The outcome of all these investigations leads one to question seriously the contentions made, particularly during the recent war, that fats as such play some unique rôle in maintaining well-being; and further, as Maignon* supposes, that they play an important rôle in the utilization of protein, a rôle which carbohydrates are powerless to fill. On the other hand the demonstrations afforded by our experiments should not be construed to minimize the great value of fats as a source of energy in the usual dietary, as well as their peculiar advantages in culinary procedures.

As we have recently pointed out carbohydrates are ordinarily regarded as indispensable components of the food intake.
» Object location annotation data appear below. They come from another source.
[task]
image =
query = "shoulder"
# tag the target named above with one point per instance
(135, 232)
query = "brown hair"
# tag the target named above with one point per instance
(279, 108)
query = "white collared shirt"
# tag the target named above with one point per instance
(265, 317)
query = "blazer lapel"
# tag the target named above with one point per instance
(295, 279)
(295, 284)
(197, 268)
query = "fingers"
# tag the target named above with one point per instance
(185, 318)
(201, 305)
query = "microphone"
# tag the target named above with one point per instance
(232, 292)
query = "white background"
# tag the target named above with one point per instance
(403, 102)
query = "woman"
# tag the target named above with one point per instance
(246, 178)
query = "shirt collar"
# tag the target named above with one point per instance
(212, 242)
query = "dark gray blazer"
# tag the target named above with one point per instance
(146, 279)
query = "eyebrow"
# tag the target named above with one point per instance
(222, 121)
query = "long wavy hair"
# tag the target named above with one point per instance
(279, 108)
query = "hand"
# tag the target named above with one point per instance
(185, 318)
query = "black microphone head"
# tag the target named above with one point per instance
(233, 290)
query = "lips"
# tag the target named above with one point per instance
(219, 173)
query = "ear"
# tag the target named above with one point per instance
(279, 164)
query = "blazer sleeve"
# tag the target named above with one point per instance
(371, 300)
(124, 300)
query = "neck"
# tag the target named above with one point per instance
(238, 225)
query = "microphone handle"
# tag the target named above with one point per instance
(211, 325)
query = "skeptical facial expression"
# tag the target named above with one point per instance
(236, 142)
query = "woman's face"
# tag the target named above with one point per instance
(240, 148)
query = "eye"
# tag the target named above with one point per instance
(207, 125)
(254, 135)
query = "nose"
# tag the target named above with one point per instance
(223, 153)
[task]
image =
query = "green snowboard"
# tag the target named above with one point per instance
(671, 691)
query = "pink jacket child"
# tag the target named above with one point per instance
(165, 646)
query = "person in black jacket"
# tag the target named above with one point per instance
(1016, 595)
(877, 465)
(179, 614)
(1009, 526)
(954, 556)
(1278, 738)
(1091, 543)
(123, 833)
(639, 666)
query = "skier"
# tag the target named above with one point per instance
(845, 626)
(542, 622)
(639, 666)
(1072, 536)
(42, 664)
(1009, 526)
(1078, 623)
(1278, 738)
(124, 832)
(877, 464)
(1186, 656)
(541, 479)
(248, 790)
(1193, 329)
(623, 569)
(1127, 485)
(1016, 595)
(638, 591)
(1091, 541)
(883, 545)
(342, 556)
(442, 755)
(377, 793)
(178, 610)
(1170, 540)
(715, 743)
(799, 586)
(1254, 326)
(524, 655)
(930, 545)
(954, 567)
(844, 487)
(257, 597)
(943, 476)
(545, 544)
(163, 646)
This belief is based on the presence of more or less carbohydrate in the food mixtures consumed by man and the higher animals, and the fact that sugar is a constant constituent of the blood. It is almost universally taught that carbohydrate is essential for the proper metabolism of fats in addition to any other functions that it may perform in the body; for ketone substances may be excreted in diabetes when sugar fails to be burned up in the normal manner in the organism. On the other hand it is assumed that glucose can be formed from the protein molecule or its amino-acids under certain conditions in the metabolism so that one could conceive carbohydrate to become available for the special needs of fat metabolism and other purposes without being specifically furnished as preformed carbohydrate in the diet. The current opinion, summarized by one recent writer, maintains that "carbohydrates are the most economical of the foodstuffs, both physiologically and financially. They are the greatest sparers of protein. Ingestion of fat has for its object the relieving of the intestine from excessive carbohydrate digestion and absorption. Ingestion of fat in too large quantities leads to digestive disturbances, and if carbohydrates are entirely abandoned, to acetonuria."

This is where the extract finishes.